All code written by John Gregoire with adpations of code snippets where indicated. Concepts and code developed through collaboration with Professor R. Bruce van Dover and Darren Dale.

This is a Python implementation of the algorithms published in the following manusciprt:
John M. Gregoire, Darren Dale, and R. Bruce van Dover
A wavelet transform algorithm for peak detection and application to powder x-ray diffraction data
Rev. Sci. Instrum. 82, 015105 (2011)

The manuscript's permalink is
http://link.aip.org/link/doi/10.1063/1.3505103

Written in Python 2.6 and uses numpy and matplotlib packages. The illustrative file example.py uses some additioal packages.
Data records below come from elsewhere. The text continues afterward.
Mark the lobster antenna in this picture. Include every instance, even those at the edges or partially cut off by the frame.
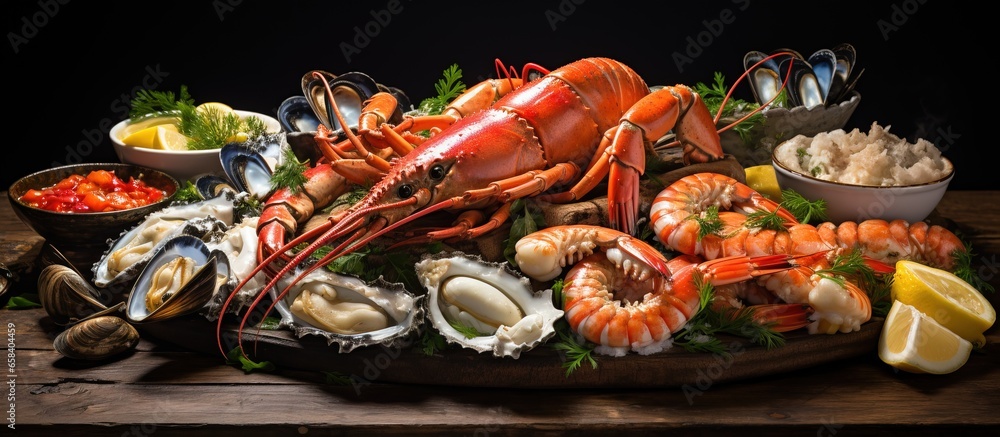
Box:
[654,52,795,150]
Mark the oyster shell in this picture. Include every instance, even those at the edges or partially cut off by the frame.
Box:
[91,190,235,289]
[416,252,563,359]
[271,269,424,353]
[206,217,267,318]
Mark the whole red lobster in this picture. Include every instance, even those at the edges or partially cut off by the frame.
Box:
[217,58,736,355]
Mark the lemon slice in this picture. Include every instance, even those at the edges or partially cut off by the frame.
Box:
[744,165,781,203]
[153,126,188,151]
[118,116,179,142]
[878,300,972,375]
[892,260,997,344]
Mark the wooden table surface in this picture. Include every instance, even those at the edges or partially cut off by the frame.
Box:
[0,191,1000,436]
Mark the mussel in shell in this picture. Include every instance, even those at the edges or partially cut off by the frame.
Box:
[125,235,229,323]
[52,315,139,360]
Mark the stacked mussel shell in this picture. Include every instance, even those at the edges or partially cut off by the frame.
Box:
[38,245,139,360]
[743,43,864,108]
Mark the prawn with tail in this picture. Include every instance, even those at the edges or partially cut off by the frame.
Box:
[515,225,810,356]
[650,173,965,334]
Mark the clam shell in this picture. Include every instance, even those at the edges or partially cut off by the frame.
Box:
[125,235,229,324]
[52,315,139,360]
[416,252,563,359]
[38,264,107,326]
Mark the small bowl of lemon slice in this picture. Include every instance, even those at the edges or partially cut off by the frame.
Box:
[109,102,281,183]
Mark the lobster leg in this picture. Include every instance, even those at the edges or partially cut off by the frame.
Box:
[543,85,724,234]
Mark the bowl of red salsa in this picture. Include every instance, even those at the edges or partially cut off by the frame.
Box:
[7,163,180,249]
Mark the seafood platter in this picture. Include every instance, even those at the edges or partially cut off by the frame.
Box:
[21,47,992,388]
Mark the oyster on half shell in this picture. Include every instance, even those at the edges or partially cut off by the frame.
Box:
[270,269,424,353]
[416,252,563,359]
[91,191,235,288]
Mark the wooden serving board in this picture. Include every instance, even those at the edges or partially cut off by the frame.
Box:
[139,316,883,389]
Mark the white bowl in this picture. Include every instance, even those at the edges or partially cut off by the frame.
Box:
[109,110,281,184]
[771,141,955,224]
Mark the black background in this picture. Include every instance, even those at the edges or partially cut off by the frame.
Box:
[0,0,1000,189]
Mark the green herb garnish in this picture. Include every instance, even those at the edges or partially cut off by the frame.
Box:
[952,242,996,293]
[271,149,309,194]
[418,64,465,115]
[129,85,267,150]
[694,72,764,145]
[503,199,545,267]
[420,329,448,356]
[226,347,275,373]
[781,188,828,223]
[674,277,785,356]
[551,319,597,377]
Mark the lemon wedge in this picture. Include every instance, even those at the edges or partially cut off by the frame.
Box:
[892,260,997,344]
[878,300,972,375]
[153,125,188,151]
[118,116,180,142]
[122,124,186,149]
[744,165,781,203]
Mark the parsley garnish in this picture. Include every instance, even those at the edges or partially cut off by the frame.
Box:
[552,319,597,377]
[694,71,764,145]
[418,64,465,115]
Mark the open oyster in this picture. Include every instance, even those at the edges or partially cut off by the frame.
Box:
[92,191,235,288]
[271,269,424,352]
[416,252,563,359]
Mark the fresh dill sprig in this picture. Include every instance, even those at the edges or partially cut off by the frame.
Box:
[694,71,765,145]
[952,242,996,293]
[226,347,276,373]
[271,149,309,193]
[129,85,195,122]
[781,188,829,223]
[418,64,465,115]
[448,320,488,338]
[689,205,722,241]
[129,85,267,150]
[503,199,545,267]
[177,106,267,150]
[674,276,785,356]
[551,319,597,378]
[420,329,448,356]
[743,210,786,231]
[815,249,875,286]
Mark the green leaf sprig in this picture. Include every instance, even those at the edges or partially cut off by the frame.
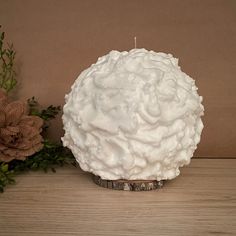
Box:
[0,25,17,93]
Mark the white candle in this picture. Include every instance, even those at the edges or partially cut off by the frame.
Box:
[62,49,204,180]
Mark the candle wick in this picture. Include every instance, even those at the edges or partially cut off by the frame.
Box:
[134,36,137,48]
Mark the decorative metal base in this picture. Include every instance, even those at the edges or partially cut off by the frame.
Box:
[93,175,164,191]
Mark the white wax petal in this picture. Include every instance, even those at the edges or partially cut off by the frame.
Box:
[62,49,204,180]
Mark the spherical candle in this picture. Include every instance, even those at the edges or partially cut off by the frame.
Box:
[62,49,204,180]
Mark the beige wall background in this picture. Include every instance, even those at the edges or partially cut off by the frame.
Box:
[0,0,236,157]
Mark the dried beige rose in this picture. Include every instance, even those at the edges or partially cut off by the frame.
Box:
[0,90,43,162]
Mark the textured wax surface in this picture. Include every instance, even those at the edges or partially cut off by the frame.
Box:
[62,49,204,180]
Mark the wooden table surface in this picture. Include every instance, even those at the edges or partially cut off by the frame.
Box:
[0,159,236,236]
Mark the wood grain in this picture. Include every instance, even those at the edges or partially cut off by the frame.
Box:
[0,159,236,236]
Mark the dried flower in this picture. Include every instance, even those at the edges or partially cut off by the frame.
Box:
[0,90,43,162]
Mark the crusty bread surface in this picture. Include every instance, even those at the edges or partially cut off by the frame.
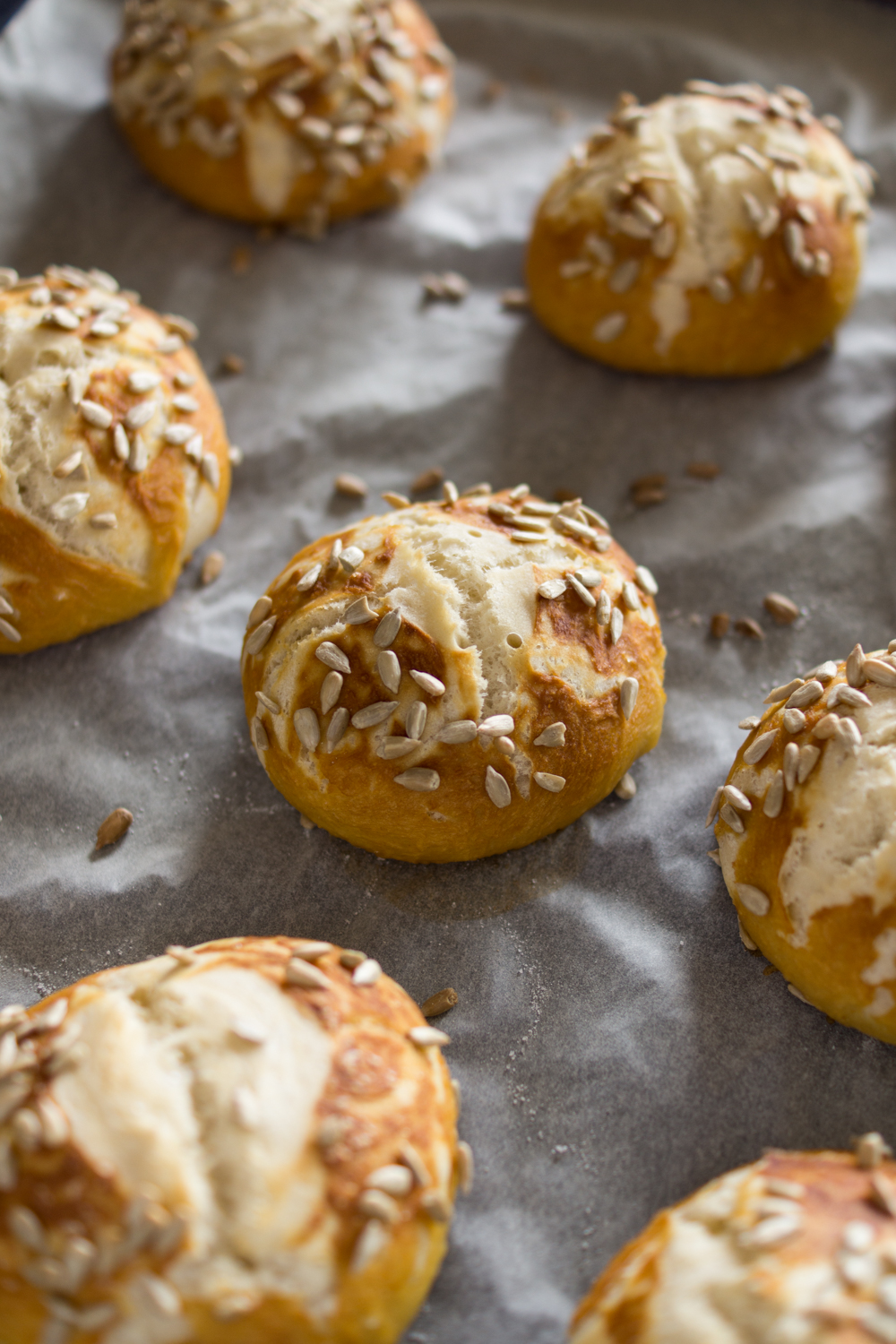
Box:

Run and inspect example.py to get a handle on how to use the functions in PyWaveletPeakID.py - there are 3 different code blocks that can be run. 

The intent is to use LoG wavelets to find peaks in a set of 1-d spectra. The units of the spectra are ignored, i.e. the arrays corresponding to x-axis have units of indeces.

To make calculations efficient, a database of wavelets can be caclulated and saved as a .npz. This can take tens of minutes to run but afterwards your analysis will take ~1 second.
BEFORE RUNNING ANYTHING, CHANGE THE PATH CONSTANT IN PyWaveletPeakID.py "WAVELETDATABASEPATH" to the location on your local drive where you want to store the database.
The createwaveletdatabase function uses constants PyWaveletPeakID.py to determine which wavelets to clcualte and save. The default values are meant to create a database that is broadly applicable. One tripping point could be if the data is "oversampled", i.e. if a peak in the data is composed of a million data points, you may want to bin the data before performing wavelet transforms. If these are changed, the database must be recalculated before performing analysis.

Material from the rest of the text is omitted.